What hardware should I use for my next HPCC?

I get asked frequently about the optimal configuration for a Thor or Roxie system. Besides the pro-forma “it depends” and “how will you use the system?” statements, I think it would be useful to describe what the guiding principles are, when defining the architecture for a given HPCC Systems platform implementation.

When it comes to Thor, one of the first variables that need to be considered, is the size of the input data that will be ingested into the system, over a reasonable time frame. For the majority of the applications, Thor ends up becoming a live archive for all data ever ingested or, at least, until the data becomes useless and/or must be destroyed due to regulatory and/or legal requirements. In addition to the size of the input data, the size of the output data, and any space required for intermediate and temporary files need to be accounted for. A good rule of thumb is, that the total amount of space needed for the system is, usually about 2.5 to 3 times the size of the aggregated input data over time. If, as it’s usually recommended, there is a need for redundancy, the total amount of space needs to be doubled, to account for the mirroring of the data slices in other nodes (although the use of RAID 5 or RAID 6 may reduce or eliminate the need for this extra redundancy). But deciding the amount of space needed in Thor is just the beginning: the next area that needs to be covered is related to processing time and overall system performance.

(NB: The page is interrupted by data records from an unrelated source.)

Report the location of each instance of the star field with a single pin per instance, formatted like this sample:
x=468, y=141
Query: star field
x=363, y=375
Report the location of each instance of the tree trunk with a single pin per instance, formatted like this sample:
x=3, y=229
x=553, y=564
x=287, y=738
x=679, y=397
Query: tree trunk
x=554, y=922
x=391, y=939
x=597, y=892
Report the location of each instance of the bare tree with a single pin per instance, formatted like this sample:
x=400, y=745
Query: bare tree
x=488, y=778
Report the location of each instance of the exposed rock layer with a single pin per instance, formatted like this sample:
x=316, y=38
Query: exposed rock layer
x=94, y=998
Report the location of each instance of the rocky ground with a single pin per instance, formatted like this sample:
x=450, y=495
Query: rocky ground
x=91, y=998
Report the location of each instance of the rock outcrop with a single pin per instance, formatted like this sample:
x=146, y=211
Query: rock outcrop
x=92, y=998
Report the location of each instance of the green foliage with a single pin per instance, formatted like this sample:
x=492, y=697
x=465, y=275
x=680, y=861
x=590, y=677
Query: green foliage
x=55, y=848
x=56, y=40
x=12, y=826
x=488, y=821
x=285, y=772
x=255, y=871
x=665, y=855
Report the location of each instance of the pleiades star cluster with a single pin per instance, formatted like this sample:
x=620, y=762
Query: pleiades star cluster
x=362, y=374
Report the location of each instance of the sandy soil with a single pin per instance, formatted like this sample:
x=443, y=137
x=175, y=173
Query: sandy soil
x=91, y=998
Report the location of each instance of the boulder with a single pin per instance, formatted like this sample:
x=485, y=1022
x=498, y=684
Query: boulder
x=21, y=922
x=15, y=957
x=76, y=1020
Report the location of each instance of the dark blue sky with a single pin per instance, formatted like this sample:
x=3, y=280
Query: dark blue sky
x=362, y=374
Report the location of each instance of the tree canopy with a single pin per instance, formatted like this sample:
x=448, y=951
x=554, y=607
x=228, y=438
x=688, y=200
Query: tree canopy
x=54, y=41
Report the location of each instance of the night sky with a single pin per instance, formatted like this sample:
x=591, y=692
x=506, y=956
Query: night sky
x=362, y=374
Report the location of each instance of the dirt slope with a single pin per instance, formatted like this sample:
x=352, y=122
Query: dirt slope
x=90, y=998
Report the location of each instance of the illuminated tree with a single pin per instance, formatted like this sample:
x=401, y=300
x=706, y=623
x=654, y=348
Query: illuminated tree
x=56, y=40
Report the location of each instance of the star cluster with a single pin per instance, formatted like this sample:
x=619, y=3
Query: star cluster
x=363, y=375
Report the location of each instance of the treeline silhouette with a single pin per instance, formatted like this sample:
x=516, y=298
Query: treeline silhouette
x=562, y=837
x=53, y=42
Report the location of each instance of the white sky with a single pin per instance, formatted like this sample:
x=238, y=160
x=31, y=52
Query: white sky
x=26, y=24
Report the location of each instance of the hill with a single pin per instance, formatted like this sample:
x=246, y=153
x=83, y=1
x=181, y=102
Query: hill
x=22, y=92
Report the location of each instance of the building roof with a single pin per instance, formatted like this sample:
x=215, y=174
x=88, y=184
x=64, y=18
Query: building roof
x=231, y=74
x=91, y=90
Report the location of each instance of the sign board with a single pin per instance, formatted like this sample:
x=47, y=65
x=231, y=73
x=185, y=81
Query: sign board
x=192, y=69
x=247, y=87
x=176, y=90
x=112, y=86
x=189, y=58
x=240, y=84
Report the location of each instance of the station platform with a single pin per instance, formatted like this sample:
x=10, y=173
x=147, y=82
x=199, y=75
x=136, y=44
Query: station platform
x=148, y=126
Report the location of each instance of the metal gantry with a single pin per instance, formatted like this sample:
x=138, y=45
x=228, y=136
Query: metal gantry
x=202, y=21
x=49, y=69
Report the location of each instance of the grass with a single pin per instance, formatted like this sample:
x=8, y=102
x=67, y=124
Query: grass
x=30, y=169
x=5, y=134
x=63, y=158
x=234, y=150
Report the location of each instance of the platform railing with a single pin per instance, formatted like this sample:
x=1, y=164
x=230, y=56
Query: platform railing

Thor has been designed as a massive parallel data-intensive workflow processing system and, as such, is relatively tolerant to reasonable I/O latencies. Moreover, the majority of the operations require reading a certain amount of data from the drives (almost always sequential, from beginning to end of the logical file slice residing in a particular node), performing some processing (which could be either entirely contained in memory, or require mostly sequential spills to drives) and eventually writing down the output sequentially (again) to the drives. With this particular behavior in mind, when running a single thor worker per node, it makes perfect sense to use SATA drives (even 7200RPM 3.5′ drives will do) and pick the largest available at the time. If more than a couple workers are running on each node (which could be used, in certain cases, to take advantage of special hardware configurations) the additional concurrency could turn the drive I/O to a more random pattern, which would substantially impair performance of SATA drives and significantly benefit from SAS drives (particularly, 2.5′ 10,000 RPM drives). SSD drives, due to the high cost and limited capacity, and to the fact that their sequential read/write performance is not significantly better than mechanical drives, are not recommended for this environment.

The number of CPU cores in Thor is not one of the most critical aspects of the configuration, with the processing time usually overshadowed by the I/O read/write times, so even a single socket motherboard with a quad or six core CPU should be fine, for the majority of the applications.

The total amount of Random Access Memory across a Thor cluster determines if a particular task (subgraph) can be kept entirely in memory, or if it needs to be spilled to drives. For this reason, having enough memory to handle entire subgraphs in memory can speed up workunits considerably, as memory access is orders of magnitude faster than drive I/O.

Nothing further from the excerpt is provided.